The Dataflow architecture is what gives SambaNova its edge on flexibility and performance, according to Liang. Based on what is publicly available on Dataflow, we had the impression that Dataflow was designed starting from software, and more specifically, compilers. Liang confirmed this and went as far as to characterize SambaNova as "a software-first company".

So how does Dataflow work? If we think about how neural networks work, we have interconnected nodes doing successive rounds of computation to see if each round's output yields a better result than the previous one. You just continue to do those iterations over and over again, Liang noted. The computing that happens for that type of processing today is what people call "kernel by kernel", he went on to add.

That, Liang notes, introduces inefficiency and increases the need for high bandwidth memory because there are many handshakes between the computational engine and an intermediate memory:

"As a computational engine, you did your computation, and then you send it back, and you let the host send you the next computational kernel, and then you start figuring out, oh, what do I need? The previous data was stored here; then I'll get it. So it's very hard to plan resources. We don't know what's coming. When you don't know what's coming, you don't know what all the resources you might need are.


There's a lot of really disruptive things going on in AI, and SambaNova is a part of that.

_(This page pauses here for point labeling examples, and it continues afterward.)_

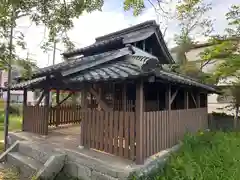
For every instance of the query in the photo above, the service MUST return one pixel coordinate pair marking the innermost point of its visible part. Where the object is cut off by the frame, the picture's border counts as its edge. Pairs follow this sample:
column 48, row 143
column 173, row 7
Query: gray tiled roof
column 177, row 78
column 119, row 70
column 126, row 63
column 81, row 61
column 26, row 84
column 109, row 42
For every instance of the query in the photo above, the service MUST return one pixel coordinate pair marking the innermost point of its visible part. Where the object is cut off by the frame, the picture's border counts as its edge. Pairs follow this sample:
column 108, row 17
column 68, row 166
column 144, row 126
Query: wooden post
column 47, row 110
column 168, row 108
column 168, row 98
column 198, row 100
column 24, row 108
column 124, row 97
column 144, row 45
column 83, row 124
column 58, row 107
column 186, row 104
column 139, row 123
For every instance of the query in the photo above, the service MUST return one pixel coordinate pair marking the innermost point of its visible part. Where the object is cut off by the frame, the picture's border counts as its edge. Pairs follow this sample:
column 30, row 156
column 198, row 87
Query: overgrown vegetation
column 205, row 156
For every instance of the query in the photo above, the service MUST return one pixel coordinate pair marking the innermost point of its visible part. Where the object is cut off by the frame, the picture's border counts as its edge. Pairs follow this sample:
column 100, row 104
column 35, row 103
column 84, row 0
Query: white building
column 16, row 96
column 216, row 103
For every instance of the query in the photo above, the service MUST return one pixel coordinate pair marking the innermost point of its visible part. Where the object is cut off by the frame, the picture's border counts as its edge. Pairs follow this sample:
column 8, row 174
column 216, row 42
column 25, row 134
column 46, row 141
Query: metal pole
column 53, row 62
column 6, row 121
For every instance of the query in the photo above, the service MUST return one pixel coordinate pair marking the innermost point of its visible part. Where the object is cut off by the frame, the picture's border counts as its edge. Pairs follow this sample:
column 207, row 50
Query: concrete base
column 89, row 164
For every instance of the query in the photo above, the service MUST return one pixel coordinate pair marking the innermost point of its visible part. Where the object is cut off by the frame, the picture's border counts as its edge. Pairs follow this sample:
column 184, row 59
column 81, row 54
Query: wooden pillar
column 139, row 123
column 124, row 97
column 47, row 110
column 58, row 107
column 198, row 100
column 168, row 108
column 168, row 98
column 83, row 125
column 144, row 45
column 186, row 101
column 24, row 109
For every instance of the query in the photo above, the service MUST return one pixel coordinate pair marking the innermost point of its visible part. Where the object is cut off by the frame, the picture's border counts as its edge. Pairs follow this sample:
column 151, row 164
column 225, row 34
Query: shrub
column 212, row 155
column 15, row 109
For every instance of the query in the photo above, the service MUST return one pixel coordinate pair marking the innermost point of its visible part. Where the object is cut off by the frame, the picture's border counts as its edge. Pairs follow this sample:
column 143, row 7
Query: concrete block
column 99, row 176
column 52, row 167
column 84, row 172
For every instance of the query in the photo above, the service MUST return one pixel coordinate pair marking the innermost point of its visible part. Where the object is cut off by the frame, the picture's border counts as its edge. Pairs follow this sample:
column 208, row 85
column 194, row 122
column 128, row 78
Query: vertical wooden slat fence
column 112, row 132
column 164, row 129
column 64, row 114
column 35, row 121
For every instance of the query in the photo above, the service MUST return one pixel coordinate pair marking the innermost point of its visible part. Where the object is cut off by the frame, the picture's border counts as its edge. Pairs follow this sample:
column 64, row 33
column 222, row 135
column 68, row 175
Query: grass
column 205, row 156
column 14, row 124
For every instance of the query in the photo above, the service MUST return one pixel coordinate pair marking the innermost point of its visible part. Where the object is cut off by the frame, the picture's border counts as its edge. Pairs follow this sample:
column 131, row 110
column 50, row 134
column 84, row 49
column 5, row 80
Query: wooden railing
column 64, row 114
column 163, row 129
column 35, row 119
column 111, row 132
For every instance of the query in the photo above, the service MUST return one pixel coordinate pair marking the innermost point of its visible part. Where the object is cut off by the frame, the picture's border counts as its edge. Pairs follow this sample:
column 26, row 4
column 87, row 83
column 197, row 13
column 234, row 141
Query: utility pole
column 6, row 120
column 53, row 62
column 54, row 51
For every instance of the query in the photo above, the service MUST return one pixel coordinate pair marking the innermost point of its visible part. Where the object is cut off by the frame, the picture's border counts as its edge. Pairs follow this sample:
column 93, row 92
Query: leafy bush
column 15, row 109
column 206, row 156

By sdecoret -- Shutterstock

We started with the compiler stack. The first thing we want to do is say, look, these neural nets are very predictable. Even for something like GPT, as big as it is, we know the interconnections way in advance. Models are getting so big that the human eye and mind were not made to optimize for it. But compilers do a great job of that.

Suppose you allow the tool to come in and unroll the whole graph and just see every layer of the graph, every interconnection that you might need, where the section cuts are, where all the critical latency interconnections are, where the high bandwidth connections are. In that case, you actually have a chance of figuring out how to really optimally run this particular graph," said Liang.

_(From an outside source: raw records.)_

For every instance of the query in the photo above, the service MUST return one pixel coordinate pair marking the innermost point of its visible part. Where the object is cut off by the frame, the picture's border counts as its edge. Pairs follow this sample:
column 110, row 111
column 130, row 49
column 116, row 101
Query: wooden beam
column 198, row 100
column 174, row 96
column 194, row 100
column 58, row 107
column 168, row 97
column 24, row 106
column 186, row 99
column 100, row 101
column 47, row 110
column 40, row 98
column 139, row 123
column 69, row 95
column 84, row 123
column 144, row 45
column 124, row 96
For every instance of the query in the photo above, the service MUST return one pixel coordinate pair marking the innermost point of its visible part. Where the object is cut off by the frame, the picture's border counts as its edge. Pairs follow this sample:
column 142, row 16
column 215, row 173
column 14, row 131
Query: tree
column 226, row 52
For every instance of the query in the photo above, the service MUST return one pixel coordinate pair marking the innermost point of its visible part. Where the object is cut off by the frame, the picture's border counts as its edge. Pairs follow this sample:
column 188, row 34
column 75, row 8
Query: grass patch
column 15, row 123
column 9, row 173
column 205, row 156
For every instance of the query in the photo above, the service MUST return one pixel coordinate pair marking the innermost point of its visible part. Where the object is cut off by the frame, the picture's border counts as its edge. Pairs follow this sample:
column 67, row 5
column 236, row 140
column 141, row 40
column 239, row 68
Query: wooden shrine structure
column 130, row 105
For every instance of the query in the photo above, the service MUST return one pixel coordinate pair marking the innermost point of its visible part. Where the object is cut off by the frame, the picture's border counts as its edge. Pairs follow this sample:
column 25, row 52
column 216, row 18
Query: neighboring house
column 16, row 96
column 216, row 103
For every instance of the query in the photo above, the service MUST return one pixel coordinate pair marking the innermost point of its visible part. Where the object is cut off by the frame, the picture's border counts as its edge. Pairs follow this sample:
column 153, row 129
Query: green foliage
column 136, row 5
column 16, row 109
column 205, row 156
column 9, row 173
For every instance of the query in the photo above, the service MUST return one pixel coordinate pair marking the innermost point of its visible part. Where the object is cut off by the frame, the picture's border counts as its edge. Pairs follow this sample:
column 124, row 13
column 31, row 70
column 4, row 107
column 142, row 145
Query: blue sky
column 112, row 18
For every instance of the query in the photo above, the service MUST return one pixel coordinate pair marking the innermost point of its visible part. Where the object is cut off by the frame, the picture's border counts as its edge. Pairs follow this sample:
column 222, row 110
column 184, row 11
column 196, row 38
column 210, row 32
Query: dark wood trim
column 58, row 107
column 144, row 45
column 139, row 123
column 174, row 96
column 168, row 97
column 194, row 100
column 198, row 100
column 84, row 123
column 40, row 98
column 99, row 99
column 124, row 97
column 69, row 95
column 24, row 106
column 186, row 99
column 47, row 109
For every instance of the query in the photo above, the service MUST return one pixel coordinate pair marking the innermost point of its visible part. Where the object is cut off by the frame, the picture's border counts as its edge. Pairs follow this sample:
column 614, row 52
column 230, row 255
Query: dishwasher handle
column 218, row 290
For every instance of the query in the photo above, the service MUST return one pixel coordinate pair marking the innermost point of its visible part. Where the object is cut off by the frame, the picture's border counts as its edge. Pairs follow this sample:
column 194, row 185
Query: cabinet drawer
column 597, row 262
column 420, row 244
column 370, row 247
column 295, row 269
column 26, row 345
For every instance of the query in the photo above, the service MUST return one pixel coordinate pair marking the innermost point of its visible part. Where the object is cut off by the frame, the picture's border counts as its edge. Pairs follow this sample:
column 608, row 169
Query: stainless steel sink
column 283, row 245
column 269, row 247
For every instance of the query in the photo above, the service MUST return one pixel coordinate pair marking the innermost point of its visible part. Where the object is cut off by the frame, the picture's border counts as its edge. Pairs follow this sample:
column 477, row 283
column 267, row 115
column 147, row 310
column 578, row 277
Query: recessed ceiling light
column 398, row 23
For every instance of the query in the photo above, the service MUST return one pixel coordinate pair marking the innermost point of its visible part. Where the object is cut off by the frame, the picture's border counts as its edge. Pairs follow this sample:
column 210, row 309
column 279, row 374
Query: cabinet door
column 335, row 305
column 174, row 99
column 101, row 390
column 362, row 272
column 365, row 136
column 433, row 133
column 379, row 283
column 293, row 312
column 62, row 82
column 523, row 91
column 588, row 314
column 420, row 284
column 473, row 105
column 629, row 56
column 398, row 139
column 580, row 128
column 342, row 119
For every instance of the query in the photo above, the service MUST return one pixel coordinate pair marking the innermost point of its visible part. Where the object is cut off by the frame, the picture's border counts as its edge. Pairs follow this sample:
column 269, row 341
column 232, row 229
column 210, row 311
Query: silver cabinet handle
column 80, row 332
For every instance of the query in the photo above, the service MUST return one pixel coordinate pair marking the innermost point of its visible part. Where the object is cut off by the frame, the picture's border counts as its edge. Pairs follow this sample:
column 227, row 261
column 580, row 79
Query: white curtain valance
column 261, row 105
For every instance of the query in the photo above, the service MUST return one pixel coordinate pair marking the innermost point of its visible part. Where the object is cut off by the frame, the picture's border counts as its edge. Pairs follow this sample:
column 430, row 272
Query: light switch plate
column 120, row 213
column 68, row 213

Liang went on to add the options available today -- CPUs, GPUs, FPGAs -- only know how to process one kernel at a time. SambaNova takes the computation graph, all bandwidth and latency problems, maps it, and keeps the data on the chip. Keeping all of these graphs and interconnections optimally tied together and making all the orchestration way in advance is key.

You can scale that for many graphs on one chip, or you can put one graph in hundreds of chips -- the compiler doesn't care. For example, some of SambaNova's most sophisticated customers -- in the US government -- report that they're getting 8X to 10X, sometimes 20X advantage compared to their GPU results that they've optimized for years, Liang said.

Interestingly, the last couple of times we saw results for MLPerf, SambaNova was not included. To clarify, that means SambaNova did not submit to MLPerf at all. The MLPerf test suite is the creation of the MLCommons, an industry consortium that issues benchmark evaluations for machine learning training and inference workloads. So the only way to verify Liang's claims it to try SambaNova out, apparently. Benchmarks should be taken with a pinch of salt anyway, and the proof is in how things work in your own setting.

Regardless, we find the emphasis on graph processing for AI chips intriguing. SambaNova is not the only AI chip company to focus on that actually, and the race for graph processing is on.